Lost in the memories of your past, and with a lack of appropriate sensitivity you say, “You do know that the Taj Mahal is a tomb a king built for his favourite wife, don’t you?!”

Then there is a graduation ceremony. Everybody is excited and talks about their future plans. Travelling. University. Family. House. Kids and all. It pains you to join these conversations, so you just tell them about your upcoming trip to India.

You are bored at school; everything is getting easier for you as your time moves on.

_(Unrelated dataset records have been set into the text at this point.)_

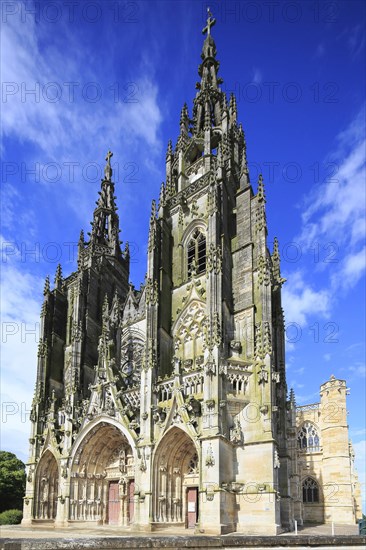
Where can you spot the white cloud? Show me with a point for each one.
(20, 303)
(334, 212)
(74, 124)
(300, 300)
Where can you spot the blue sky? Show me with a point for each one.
(82, 77)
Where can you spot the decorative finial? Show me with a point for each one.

Then comes a period when kissing girls becomes something like a sport to you. You meet up with them behind the football pitch after school. You like them, and they like you. They show you theirs and you show them yours. Sweet as these lovely creatures are, none of them even matches the one you married in your past.

A little later you realise that now you have reached an age where you are no longer in control of yourself. The girls around you drive you crazy. Their blossoming chests and hips have something that you have noticed before, yet you have always been able to cope with these situations. Now these coping mechanisms are completely out of your reach. Blushing or stammering in a pretty girl’s presence has become an everyday occurrence. And it is not only the girls that worry you. Your own body has become a reliable source of embarrassment. You remember that one time in the school canteen when everybody wanted to go and hang out in the playground, but you did not dare to get up from your chair because you visibly liked that one cute girl with her lovely bosom a bit too much at that moment.

Luckily, you have progressed to a stage where football has become more interesting than girls. Who likes these annoying giggle machines anyway?! However, football will quickly be substituted by an addiction to sweets and cartoon series on the telly.

You are growing smaller and smaller and you learn that with your size it is perfectly normal to be carried around all day. Having discovered this convenience, you also resort back to gibberish and childish babbling. Yet still, you get what you want.

 

*

 

You have almost gone full circle. You are on fruit tea and oatmeal again, now in your mom’s arms at home. One day you disappear into her womb. Slowly but surely you let go. Painless mental dulling, knowing that you are shrinking, evermore.

And just to make sure that nothing is wasted, your life ends in an orgasm!